Diane: La pareja principal es Sasusaku, Sakura no está enamorada en sí de Itachi, pero quería escribir esa parte porque se me hacía lindo de ver que Sakura tuviera un amor platónico por su futuro cuñado KDKAKLDKASD algo que no le asentará nada bien al pobre Sasuke. Y pues sí, agregué el naruhina a último momento, porque quería mostrar la diferencia que había entre Sasuke y Naruto, y en las decisiones y acciones que tomaron durante la historia. La idea era plasmar lo bueno y lo malo de cada uno, especialmente en las engañosas apariencias que ellos muetran. Por un lado, Sasuke es parco e indiferente hasta el punto del odio hacia Sakura, pero que en verdad por dentro y sus sentimientos por ella es completamente lo contrario. Lo mismo sucede con Naruto, es considerado el chico bueno entre los dos, el simpático y amigable rubio de cabeza hueca, pero de buen corazón. Sin embargo, puede que Naruto si sea bueno de cierta manera, pero por dentro guarda sentimientos y pensamientos bastantes morbosos y sucios hacia Hinata. El descontrol de la fiesta desencadenó diversas y diferencias abismales entre Naruto y Sasuke, es más o menos, lo que quería plasmar en este fic para mostrar cuan bueno puede ser Sasuke en el fondo de su corazón, aunque con ello dejé mal parado a Naruto.

Esto lleva a otro tema, el naruhina.

Sé que no ha todos les gusta la pareja por el tema de este fic o, como tu bien dices, por el anime. Pero ya metí a la pareja a la historia y la voy a desarrollar, aunque no a gran escala como el sasusaku (recuerda que es la pareja principal) de hecho, voy a dejarlo como segundo plano, es decir, que no voy a mencionarlos siempre en la historia. Pero sí voy a aclarar los sentimientos de Naruto y de Hinata, ya que esta última en algún momento de la historia se va a enterar de lo sucedido entre ella y Naruto en esa fiesta.

Sasuke ya está enamorado de Sakura, siempre lo estuvo. Ahora es ella quien debe comenzar a desarrollar los mismos sentimientos por Sasuke y así poder corresponderle, aunque no será nada fácil. Hay demasiado rencor y rabia por parte de Sakura hacia él por todo lo sucedido, no solo por el acoso que ha recibido de su parte durante meses, sino que también por la historia de niñez. Como vez, ella no se va a enamorar de un momento al otro, y más por lo que se viene con Suigetsu. Ahí sí que se arma la grande.

KASNKLAJSKLAS peo bueno, espero que te haya gustado este capítulo. ¡Saludos!

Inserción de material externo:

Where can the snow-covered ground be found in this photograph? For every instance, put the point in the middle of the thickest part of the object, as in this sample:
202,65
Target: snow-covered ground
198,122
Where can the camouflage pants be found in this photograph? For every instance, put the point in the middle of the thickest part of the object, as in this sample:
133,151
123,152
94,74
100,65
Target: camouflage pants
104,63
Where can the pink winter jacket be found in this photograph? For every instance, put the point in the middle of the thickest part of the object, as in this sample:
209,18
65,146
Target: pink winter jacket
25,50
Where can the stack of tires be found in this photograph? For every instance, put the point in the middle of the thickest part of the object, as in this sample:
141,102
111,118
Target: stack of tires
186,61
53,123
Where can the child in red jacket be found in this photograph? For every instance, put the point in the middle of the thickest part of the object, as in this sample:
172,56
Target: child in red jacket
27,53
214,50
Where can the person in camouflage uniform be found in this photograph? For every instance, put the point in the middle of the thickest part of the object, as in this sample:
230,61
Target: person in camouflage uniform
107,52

YoliMuro: ¡Muchísimas gracias! De verdad que tus palabras me animan mucho, y me encanta que te guste esta historia tanto como me gusta a mi escribirla siempre quise escribir una Sakura fuerte y más sagaz, algo que no se ve muy a menudo en otros fics, y que no estuviera detrás de Sasuke (algo que sucede en prácticamente en todos los fanfics).

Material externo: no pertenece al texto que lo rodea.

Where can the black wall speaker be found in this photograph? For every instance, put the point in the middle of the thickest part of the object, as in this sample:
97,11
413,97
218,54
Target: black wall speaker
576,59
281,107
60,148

Respecto a Sasuke, ya todos sabemos que sucedió en esa fiesta gracias al video, pero la cuestión es cómo lo va a llevar Sakura. En ese aspecto, ella tardará un poco en asumirlo por completo, ya que a pesar de que ella tenía ciertas sospechas sobre los sentimientos de Sasuke, es completamente distinto a lo que imaginó. Es decir, darse cuenta de la magnitud de sus sentimientos que él ha estado guardando por muchísimo tiempo (aunque esto todavía no lo sabe, al menos, no del todo), no es fácil de asimilar, es por eso que quizás reaccionó de esa forma al intentar huir por la ventana. Ella necesitaba tiempo para poder pensar en todo lo que había visto antes de tomar cualquier decisión y enfrentarse a él.

El lemon es vida, niégamelo KADLKADLKADKL. Tienes razón, aun no es tiempo del lemon, pero cuando suceda te prometo que daré todo de mí para hacerlo lo más jugoso posible JANDLAJLADNLKANSDKLANDAKLNDAKLDNALKSND. Además, el lime igual es… ya tu sabes, así que es posible colocar un poco de previa antes de la gran escena JOOOOOO KANWDLKANSDKN.

Pues eso, espero que te haya gustado el capítulo. ¡Saludos!


Con esto me despido, ¡nos leemos muy pronto!